China is experiencing a major economic slowdown. This country is based on a consensus that power allows the Chinese to make money in a capitalist way provided they do not engage in politics and do not touch the Communist Party. But there the social movements openly criticize the party. The economic problem is essential because it remains the great success of the Chinese Communist Party since Deng Xiaoping until today, but this phenomenal growth seems to be slowing down at the moment, as there should be a growth of the order of 3%, which is very low for China.

For Beijing, does the political risk take precedence over the health risk?

China has always been a country that has seen extremely harsh revolts throughout its history. However, Chinese thinking is always long-term. They look to history because when it fails to predict the future, it brightens it up abundantly. So the leaders know very well that the revolts, once started, become very important and can hinder, even overthrow, power.

Is the Chinese regime opening Pandora’s box by giving in on the streets? Can we expect further social movements against the regime in the coming years?

However, the risk of these moves multiplying in China is limited. The population control system is very sophisticated, very efficient, so I don’t think they will let anything go wrong. However, it is clear that the population and especially young academics are very dissatisfied as they are currently having a really hard time finding work due to the economic slowdown. And the economy, as people work less, weakens the economy even more. It is a doom-loop.

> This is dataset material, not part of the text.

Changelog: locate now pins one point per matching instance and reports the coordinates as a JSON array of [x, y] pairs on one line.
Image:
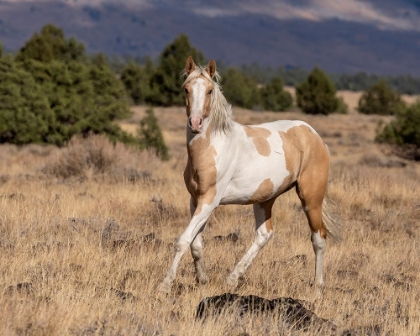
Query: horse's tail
[[331, 219]]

XI Jinping promised to lift the whole country out of poverty in 2020, and he clearly hasn’t kept his promise.

Hugues Eudeline

As for whether this is dangerous for leaders, consider that the President has never had as much power as he does now. He holds the reins of the country firmly and I find it difficult to see how things could be moved with such a capacity for internal power. The situation really needs to get a lot more serious.

You quote young academics: do young people suffer the most from the country’s economic situation?

Probably yes, although all workers are suffering from the closure of businesses and the economic recession. There is no social security there, so we can understand that even though we provide food to people who are stuck at home, they are not very happy with the situation. But, as always, it is the young people who react the quickest and most violently.

Has the social heterogeneity of the demonstrations, mixing young academics and factory workers, urban and rural dwellers, helped worry Chinese power?

I don’t think there’s a big risk in the countryside because there are fewer people there than in the big cities. However, since the number of cities with more than one million inhabitants in China is very important, many housing could be won through social movements.

I don’t think we can speak of revolt, rather of dissatisfaction. But this can degenerate, we must not forget that in 2020 President XI Jinping promised to lift the whole country out of poverty and he clearly did not keep his promise. And the Chinese know that the measures taken against the epidemic in the rest of the world were not as drastic as in their country, and that most countries are now operating at full capacity, which is not the case for them.

In China, some are decrying a political sleight of hand by a regime that is abruptly changing course without living up to its responsibilities. Do you share this observation?

Chinese regimes have often changed course and without ever explaining it, when you have the power for yourself you have no problem freely changing direction. At the moment it is only responding to a domestic policy problem, and it can do so with a lot of violence, as we have seen in some provinces. Personally, what I fear is that the crisis will not develop further and that, in order to divert attention from internal problems and the line of the October 16 Presidential speech at the XX. Congress will not decide to use force against Taiwan. The risk is that they will decide to favor external nationalist operations in order to make them forget about internal problems. This is of course not very obvious. The president spoke again about Taiwan in his speech, but Russia’s example in Ukraine is likely to encourage Chinese strategists to be more cautious. Everything depends on the dissatisfaction of the population and in particular of the young university graduates, around 50% of whom are no longer able to find employment.